In [1]:
%pip install --upgrade pip
%pip install pandas
%pip install scikit-learn
%pip install transformers
%pip install torch
%pip install 'accelerate>=0.26.0'
%pip install --upgrade ipywidgets

Note: you may need to restart the kernel to use updated packages.
Note: you may need to restart the kernel to use updated packages.
Note: you may need to restart the kernel to use updated packages.
Note: you may need to restart the kernel to use updated packages.
Note: you may need to restart the kernel to use updated packages.
Note: you may need to restart the kernel to use updated packages.
Note: you may need to restart the kernel to use updated packages.


The section below is used to manage the data. It parses the data so only the relevant data is kept and cleans that columns 

Step 2

In [18]:
import pandas as pd
import re

# Load dataset
data = pd.read_csv("RateMyProfessor_Expanded.csv")

# Extract relevant columns
data = data[["comments", "star_rating", "student_star", "diff_index"]]

# Drop rows with missing data
data = data.dropna()

# Clean text
def clean_text(text):
    text = re.sub(r"http\S+|www\S+|https\S+", "", text, flags=re.MULTILINE)  # Remove URLs
    text = re.sub(r"\@\w+|\#", "", text)  # Remove mentions and hashtags
    text = re.sub(r"[^\w\s]", "", text)  # Remove special characters
    text = text.lower()  # Lowercase
    return text

data["comments"] = data["comments"].apply(clean_text)

# Calculate the combined score
data["combined_score"] = (data["star_rating"] * 0.5) + (data["student_star"] * 0.4) + (data["diff_index"] * 0.1)

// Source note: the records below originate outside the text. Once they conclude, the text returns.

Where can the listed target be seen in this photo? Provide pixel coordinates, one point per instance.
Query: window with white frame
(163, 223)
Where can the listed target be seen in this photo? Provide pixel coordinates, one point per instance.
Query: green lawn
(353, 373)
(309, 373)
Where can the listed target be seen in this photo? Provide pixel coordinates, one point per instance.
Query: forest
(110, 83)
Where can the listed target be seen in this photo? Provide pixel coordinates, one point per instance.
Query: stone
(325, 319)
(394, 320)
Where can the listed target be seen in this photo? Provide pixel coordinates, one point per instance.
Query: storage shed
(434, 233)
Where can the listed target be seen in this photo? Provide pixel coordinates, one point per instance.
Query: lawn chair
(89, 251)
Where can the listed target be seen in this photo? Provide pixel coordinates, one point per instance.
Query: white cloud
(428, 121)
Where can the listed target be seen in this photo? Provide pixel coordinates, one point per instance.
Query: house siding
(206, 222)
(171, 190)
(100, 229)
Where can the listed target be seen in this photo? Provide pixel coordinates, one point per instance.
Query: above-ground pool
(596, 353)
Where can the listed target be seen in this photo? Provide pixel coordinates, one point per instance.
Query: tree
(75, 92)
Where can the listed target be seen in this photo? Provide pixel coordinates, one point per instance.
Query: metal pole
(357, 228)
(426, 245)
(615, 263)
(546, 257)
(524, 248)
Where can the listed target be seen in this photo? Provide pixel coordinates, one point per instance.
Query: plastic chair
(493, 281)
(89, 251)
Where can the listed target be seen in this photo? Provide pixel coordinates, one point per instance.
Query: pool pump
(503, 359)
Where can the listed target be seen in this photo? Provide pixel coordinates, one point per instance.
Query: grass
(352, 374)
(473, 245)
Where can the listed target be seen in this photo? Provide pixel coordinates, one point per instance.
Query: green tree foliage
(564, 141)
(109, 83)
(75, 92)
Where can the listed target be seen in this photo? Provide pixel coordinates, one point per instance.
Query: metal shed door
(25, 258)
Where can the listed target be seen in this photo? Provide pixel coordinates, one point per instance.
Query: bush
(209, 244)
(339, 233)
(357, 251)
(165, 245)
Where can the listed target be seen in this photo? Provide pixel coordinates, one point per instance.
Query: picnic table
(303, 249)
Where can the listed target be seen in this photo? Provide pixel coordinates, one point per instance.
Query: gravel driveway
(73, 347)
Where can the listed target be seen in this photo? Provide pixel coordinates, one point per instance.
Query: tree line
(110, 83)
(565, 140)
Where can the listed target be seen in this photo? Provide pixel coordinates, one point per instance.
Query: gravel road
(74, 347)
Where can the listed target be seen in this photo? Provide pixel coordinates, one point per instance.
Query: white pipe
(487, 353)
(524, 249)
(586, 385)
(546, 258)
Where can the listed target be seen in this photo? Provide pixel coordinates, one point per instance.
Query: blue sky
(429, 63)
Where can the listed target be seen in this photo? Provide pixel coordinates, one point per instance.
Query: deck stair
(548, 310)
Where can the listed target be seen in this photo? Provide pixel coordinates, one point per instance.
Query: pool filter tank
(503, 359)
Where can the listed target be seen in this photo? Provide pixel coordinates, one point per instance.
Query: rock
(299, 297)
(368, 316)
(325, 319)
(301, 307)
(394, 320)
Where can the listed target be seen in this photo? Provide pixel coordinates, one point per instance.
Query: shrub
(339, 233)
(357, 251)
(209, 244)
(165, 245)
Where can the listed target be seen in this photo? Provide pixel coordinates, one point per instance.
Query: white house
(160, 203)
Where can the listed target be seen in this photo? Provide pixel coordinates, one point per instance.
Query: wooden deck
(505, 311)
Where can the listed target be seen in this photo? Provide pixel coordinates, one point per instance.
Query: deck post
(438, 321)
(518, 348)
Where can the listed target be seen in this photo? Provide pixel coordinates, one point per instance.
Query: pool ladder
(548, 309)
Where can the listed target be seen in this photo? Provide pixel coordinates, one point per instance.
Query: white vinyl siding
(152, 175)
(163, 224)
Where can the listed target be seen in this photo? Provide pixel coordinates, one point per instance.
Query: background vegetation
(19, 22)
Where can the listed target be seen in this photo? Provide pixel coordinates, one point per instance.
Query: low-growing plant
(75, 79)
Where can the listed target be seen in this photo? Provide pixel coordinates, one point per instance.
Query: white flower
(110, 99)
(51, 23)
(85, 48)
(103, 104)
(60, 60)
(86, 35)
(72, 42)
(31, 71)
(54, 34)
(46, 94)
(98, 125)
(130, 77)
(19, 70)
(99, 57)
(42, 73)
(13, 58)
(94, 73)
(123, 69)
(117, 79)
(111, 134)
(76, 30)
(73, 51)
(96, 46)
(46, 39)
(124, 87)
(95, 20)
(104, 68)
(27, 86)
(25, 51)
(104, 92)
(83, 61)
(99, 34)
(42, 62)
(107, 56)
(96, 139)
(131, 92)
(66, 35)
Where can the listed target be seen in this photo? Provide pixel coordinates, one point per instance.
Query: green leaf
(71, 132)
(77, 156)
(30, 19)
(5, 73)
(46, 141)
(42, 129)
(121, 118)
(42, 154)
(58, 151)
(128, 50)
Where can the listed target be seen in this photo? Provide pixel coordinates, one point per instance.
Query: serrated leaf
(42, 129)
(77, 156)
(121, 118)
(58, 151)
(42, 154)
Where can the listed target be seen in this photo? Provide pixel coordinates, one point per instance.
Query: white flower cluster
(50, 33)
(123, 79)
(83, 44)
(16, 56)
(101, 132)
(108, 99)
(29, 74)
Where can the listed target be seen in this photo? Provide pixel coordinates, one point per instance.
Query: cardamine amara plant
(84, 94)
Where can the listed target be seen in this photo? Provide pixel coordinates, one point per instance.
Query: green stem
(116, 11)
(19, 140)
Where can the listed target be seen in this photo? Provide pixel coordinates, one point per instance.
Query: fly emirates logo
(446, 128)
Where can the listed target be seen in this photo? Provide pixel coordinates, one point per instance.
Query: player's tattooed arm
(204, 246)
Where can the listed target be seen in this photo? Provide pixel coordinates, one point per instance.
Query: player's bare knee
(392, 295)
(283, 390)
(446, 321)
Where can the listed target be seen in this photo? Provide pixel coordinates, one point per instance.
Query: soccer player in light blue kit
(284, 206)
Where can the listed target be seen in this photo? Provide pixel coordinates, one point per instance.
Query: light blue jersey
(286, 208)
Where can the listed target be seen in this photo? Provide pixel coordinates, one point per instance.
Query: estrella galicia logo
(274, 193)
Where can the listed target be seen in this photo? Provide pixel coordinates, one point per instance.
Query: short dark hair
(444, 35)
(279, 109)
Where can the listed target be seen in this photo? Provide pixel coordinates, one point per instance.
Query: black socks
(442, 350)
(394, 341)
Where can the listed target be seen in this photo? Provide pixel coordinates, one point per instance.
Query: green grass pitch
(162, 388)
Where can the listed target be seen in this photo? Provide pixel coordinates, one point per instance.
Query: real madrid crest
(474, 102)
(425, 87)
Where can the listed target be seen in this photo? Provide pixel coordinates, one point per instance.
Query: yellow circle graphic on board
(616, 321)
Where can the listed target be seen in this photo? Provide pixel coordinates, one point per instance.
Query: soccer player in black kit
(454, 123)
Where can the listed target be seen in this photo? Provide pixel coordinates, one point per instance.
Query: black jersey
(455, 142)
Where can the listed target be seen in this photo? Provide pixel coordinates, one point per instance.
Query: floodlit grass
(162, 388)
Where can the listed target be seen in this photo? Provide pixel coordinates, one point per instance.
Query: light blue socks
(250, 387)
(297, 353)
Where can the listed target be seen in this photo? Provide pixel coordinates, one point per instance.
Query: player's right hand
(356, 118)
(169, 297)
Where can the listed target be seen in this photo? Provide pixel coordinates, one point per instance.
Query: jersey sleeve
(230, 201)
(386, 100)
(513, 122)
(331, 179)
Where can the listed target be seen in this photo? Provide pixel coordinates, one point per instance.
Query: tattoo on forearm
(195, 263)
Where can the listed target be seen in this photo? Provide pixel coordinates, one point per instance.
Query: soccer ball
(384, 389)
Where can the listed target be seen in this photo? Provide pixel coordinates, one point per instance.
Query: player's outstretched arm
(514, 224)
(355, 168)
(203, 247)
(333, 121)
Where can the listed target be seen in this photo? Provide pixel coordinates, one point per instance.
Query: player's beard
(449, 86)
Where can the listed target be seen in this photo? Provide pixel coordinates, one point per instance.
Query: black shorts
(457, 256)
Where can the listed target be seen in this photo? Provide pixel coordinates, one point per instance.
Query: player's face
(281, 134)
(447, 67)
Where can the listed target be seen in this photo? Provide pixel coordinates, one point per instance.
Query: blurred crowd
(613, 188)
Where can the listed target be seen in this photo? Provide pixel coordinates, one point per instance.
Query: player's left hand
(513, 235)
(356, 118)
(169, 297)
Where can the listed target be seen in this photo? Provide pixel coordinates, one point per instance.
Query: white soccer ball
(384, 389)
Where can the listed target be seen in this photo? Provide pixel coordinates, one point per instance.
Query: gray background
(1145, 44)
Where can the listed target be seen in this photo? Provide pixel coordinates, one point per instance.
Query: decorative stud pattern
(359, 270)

The section below splits the data into training data and test data


In [19]:
from sklearn.model_selection import train_test_split

# Split the data into training, validation, and test sets
train_data, test_data = train_test_split(data, test_size=0.2, random_state=42)
train_data, val_data = train_test_split(train_data, test_size=0.1, random_state=42)

The section below tokenizes the comments for DistilBERT

Step 3

In [20]:
from transformers import DistilBertTokenizer

tokenizer = DistilBertTokenizer.from_pretrained("distilbert-base-uncased")

def tokenize_data(df):
    return tokenizer(
        df["comments"].tolist(),
        padding=True,
        truncation=True,
        max_length=128,
        return_tensors="pt",
    )

train_encodings = tokenize_data(train_data)
val_encodings = tokenize_data(val_data)
test_encodings = tokenize_data(test_data)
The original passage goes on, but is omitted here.